Sans être ni trop graphologue ni trop psychologue, il est tout de même permis de déceler dans les œuvres de jeunesse de Guillaume Apollinaire des signes de précocité et de prédisposition, eu égard à ce qu’il est devenu plus tard. Cet « album de jeunesse » qui vient de sortir chez Gallimard est un carnet rempli de dessins et de textes par celui qui avait entre 13 et 15 ans, soit presque la moitié de sa vie puisqu’il est mort à 38 ans en 1918.
Ce carnet a été scanné tel quel, dans son état de conservation, issu des rayons de la bibliothèque du bibliophile Pierre Bergé. Celui qui est aussi un homme d’affaires ne perd jamais tout à fait le nord puisque dans le préambule, il en profite pour annoncer la vente de certains de ses trésors prévue au mois de décembre. On ne sait si cet album fera partie des lots mais en tout cas c’est une chic idée d’en faire profiter les amateurs de l’écrivain pour une poignée d’euros.

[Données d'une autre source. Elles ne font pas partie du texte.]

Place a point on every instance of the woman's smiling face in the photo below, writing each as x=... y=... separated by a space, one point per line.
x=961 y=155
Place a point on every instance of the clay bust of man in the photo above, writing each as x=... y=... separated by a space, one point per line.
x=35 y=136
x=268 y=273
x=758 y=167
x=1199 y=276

L’intérêt de ce livre est qualifié d’exceptionnel par Pierre Caizergues qui signe la notice explicative en fin d’ouvrage. Cependant, cet universitaire spécialiste d’Apollinaire souligne que l’on ne peut pas parler ici d’une œuvre d’Apollinaire en raison de son caractère « hétéroclite » où « se mêlent poèmes et dessins ». Ce qui est indiscutable en tout cas c’est que l’album est signé W. de K pour Wilhelm de Kostrowitzky soit l’identité originelle de l’écrivain né à Rome en 1880. Mais il s’agit bien du même bonhomme.
Le futur Guillaume Apollinaire est alors dans un collège de Monaco. Certains de ses dessins sont porteurs de cette géographie méditerranéenne et de son contexte scolaire et familial.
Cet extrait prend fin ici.